Speaking to a national daily on “The World Sparrow Day” on Sunday with the theme “chirp for the sparrow! tweet for the sparrow!”, Mr. Bhandary said that change in the housing pattern was one of the reasons for sparrow population declining.
Earlier, house sparrows were easily breeding in thatched and tiled houses by building nests. Now concrete structures were replacing all such houses and other structures with tiles and thatched roofs taking away the nesting spots of sparrows.
Mr. Bhandary, who formerly served with the Forest Department as a Deputy Conservator of Forests, said that earlier people at tiled and thatched houses allowed them to continue to live with them.
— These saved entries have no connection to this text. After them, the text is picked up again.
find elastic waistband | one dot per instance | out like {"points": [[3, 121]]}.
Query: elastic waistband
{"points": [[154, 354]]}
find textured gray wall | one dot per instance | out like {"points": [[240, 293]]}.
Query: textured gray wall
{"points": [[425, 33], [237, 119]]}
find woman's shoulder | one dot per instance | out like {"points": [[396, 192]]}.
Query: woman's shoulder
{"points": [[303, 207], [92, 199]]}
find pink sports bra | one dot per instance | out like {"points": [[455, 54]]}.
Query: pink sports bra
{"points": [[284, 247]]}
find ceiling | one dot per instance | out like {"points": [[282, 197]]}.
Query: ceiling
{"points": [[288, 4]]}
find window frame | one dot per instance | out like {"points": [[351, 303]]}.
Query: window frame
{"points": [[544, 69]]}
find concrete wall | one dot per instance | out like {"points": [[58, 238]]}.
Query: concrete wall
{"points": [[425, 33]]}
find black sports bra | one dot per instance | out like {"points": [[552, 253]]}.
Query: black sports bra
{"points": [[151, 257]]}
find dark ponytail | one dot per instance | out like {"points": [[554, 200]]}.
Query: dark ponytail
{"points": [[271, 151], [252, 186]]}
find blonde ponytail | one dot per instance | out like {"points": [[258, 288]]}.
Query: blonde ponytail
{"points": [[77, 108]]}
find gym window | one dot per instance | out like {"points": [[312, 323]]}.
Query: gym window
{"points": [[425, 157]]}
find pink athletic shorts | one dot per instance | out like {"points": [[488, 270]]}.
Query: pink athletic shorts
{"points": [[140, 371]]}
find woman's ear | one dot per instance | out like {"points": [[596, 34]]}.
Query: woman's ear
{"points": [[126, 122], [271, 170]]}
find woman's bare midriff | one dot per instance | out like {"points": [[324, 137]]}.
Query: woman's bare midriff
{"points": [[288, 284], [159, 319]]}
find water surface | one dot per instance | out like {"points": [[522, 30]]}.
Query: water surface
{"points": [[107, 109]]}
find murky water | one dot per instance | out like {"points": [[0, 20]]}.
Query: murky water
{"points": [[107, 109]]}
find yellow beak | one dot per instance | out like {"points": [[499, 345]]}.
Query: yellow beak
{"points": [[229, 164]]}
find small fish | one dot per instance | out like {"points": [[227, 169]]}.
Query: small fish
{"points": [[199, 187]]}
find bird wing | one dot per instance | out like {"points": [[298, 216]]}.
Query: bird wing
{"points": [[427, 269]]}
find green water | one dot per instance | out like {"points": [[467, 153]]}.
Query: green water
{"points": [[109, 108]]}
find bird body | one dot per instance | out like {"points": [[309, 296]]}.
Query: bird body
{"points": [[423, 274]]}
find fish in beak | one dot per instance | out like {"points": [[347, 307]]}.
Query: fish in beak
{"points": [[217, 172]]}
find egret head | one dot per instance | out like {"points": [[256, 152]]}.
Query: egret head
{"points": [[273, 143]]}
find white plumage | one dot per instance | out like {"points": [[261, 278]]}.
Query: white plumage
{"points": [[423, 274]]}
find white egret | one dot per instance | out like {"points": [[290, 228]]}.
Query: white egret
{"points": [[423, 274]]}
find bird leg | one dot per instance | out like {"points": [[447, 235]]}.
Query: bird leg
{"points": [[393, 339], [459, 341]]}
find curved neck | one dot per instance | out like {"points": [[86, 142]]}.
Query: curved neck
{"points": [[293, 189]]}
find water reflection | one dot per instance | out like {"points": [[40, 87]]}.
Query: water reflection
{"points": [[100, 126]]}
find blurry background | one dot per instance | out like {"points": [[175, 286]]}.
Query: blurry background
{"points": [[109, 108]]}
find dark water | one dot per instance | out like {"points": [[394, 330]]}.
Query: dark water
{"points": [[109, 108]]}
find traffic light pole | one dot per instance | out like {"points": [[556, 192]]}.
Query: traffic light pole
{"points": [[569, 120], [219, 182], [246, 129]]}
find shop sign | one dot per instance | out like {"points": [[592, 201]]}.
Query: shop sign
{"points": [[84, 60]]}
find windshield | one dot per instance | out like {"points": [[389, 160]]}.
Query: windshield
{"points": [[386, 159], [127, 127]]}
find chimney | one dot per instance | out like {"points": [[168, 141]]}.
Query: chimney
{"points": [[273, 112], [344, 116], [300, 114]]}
With the attitude of people changing in recent times, people did not allow them to build nests in concrete structures.
He said that he believed that change in agriculture pattern in the coastal belt with area under paddy shrinking and increased use of pesticides had affected their population.
He said that he did not agree that population of sparrows hadcompletely wiped out in the coastal belt. “I recently spotted some of them at Mannagudda in Mangalore and Hiriyadkka in Udupi district,” he said.
N.A. Madhyastha, member, Karnataka State Wildlife Board, said that electro magnetic radiation emanated from towers of mobile phones affected sparrows. Quoting a study, he said that about three crore sparrows had been estimated to have vanished in 10 years in London during 1990s. Their disappearance corresponded with the number of mobile phone towers erected during that period. He said that use of insecticides and change in the lifestyle of people who had moved to concrete structures had affected sparrows.